Phase-dependent ionization and CE-phase measurement at long wavelengths

长波长下的相位相关电离和 CE 相位测量

• 批准号: 281296000
• 负责人: Professor Dr. Gerhard G. Paulus
• 金额: --
• 依托单位: Lehrstuhl Nichtlineare Optik
• 依托单位国家: 德国
• 项目类别: Priority Programmes
• 财政年份: 2015
• 资助国家: 德国
• 起止时间: 2014-12-31 至 2021-12-31
• 项目状态: 已结题
• 来源: https://gepris.dfg.de/gepris/projekt/281296000?language=en
• 关键词: Phase; dependent; ionization; CE; phase

The development towards shorter and shorter laser pulses has reached the point, where further progress is hardly possible: So-called few-cycle pulses consist of virtually only one optical cycle.
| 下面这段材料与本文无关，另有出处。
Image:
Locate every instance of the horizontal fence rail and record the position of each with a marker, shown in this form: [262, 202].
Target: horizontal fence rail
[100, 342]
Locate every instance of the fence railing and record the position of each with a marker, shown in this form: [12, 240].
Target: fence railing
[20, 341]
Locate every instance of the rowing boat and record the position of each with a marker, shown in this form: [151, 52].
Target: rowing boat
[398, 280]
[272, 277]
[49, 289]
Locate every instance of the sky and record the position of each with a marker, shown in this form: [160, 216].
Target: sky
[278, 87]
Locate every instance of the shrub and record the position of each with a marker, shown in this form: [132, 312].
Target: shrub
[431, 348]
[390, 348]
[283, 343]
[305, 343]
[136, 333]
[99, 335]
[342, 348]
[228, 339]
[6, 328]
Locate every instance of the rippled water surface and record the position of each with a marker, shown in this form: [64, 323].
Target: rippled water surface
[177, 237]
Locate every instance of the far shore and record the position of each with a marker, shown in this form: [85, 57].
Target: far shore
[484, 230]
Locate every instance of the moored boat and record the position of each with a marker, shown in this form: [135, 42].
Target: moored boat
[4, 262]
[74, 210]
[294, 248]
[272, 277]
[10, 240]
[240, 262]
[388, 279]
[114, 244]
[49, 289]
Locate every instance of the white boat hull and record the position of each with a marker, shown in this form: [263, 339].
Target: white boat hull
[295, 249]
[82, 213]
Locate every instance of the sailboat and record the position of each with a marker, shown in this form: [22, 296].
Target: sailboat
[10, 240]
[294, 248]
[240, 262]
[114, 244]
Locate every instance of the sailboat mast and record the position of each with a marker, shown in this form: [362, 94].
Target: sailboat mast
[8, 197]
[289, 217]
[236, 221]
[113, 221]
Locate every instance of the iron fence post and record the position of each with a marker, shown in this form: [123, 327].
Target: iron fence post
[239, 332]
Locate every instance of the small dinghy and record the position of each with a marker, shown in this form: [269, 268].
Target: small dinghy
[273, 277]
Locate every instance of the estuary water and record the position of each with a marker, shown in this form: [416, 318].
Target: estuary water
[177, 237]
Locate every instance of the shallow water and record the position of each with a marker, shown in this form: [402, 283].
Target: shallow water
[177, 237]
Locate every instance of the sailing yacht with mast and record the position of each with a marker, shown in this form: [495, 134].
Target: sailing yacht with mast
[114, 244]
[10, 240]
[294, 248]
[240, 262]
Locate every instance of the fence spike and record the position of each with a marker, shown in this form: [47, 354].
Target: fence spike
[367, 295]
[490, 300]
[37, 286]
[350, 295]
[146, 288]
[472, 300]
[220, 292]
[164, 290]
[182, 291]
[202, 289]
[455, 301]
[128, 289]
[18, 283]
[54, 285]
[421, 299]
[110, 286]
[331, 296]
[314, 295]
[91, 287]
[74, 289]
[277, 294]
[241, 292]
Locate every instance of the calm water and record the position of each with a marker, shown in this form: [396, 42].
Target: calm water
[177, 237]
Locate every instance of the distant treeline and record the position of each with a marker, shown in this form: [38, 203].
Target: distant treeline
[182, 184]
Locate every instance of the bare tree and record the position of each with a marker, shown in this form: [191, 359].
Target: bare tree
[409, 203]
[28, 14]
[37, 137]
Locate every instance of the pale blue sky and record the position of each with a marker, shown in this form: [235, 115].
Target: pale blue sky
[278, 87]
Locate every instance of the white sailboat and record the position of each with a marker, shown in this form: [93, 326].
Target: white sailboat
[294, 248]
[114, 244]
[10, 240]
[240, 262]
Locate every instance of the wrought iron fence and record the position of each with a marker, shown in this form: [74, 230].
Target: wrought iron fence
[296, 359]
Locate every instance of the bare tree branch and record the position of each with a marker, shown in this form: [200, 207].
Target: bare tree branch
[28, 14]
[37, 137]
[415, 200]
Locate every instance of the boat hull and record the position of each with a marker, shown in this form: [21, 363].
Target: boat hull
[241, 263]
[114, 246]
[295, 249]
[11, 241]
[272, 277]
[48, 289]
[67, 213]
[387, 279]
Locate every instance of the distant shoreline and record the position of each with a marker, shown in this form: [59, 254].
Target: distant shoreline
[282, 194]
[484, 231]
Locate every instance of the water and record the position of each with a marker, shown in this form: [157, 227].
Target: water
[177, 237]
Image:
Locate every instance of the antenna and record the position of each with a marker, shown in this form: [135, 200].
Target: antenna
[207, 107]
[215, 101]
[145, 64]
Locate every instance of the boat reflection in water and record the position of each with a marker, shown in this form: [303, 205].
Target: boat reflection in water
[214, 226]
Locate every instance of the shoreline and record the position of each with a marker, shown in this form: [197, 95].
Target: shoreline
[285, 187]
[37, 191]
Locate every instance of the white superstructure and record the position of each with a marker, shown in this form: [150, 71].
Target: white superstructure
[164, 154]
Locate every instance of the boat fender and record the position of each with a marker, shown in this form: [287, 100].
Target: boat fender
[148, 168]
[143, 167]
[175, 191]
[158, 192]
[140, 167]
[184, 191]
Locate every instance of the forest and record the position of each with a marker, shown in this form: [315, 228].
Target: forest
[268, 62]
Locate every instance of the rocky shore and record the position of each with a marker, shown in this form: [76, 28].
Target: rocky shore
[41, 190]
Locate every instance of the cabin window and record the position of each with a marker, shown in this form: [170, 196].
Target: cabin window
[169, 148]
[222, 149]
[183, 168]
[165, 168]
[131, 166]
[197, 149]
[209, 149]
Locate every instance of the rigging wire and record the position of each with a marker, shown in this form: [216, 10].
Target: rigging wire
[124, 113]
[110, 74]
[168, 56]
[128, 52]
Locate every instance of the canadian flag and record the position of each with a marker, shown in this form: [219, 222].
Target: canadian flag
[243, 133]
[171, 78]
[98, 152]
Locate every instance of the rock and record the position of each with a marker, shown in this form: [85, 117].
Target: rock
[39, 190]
Few-cycle pulses have the remarkable property that their waveform can be asymmetric, i.e. the field strength in the opposing directions of the laser polarization axis is different. A quantitative characterization of the waveform of few-cycle pulses is possible with the so-called carrier-envelope (CE) phase, which is of outstanding significance also in, e.g., frequency metrology.An optical period lasts one to a few femtoseconds. Electronic dynamics in atoms, molecules and solids, however, proceeds on the attosecond time scale. In order to learn something about nature on this time scale with the tools of laser physics, it is therefore necessary to focus on processes within an optical cycle. The respective approach of the QUTIF priority program is to manipulate the optical waveform in specific ways and to observe the subsequent reactions of the quantum dynamics. When few-cycle pulses are used, this can obviously be achieved by varying the CE phase. Few-cycle pulses have the additional advantage of confining the specific perturbation to a well-defined optical cycle.The measurement of the CE phase is consequently of huge importance. We have chosen the intuitive approach that builds on the conjecture that asymmetric laser pulses will induce asymmetric photoelectron emission which, in turn, can be used to infer the CE phase. The details of the underlying mechanisms are intricate. However, the concept has proven very fruitful. Unfortunately, rendering the method for the infrared spectral region, which is of particular interest because of molecular resonances, encounters serious difficulties: The very effects that are exploited for CE phase measurement decrease with the forth power of the wavelength.Nevertheless, we succeeded to expand the measurement range to wavelengths up to 1800nm. In the next years, the region up to 3500nm shall be opened up. To this end, it will be necessary to investigate CE phase-dependent photoionization of entirely different atomic and molecular systems with infrared few-cycle pulses. Since there are no suitable methods for measuring the CE phase in the infrared regime at present, we are confronted with a typical chicken-egg dilemma which we have to resolve.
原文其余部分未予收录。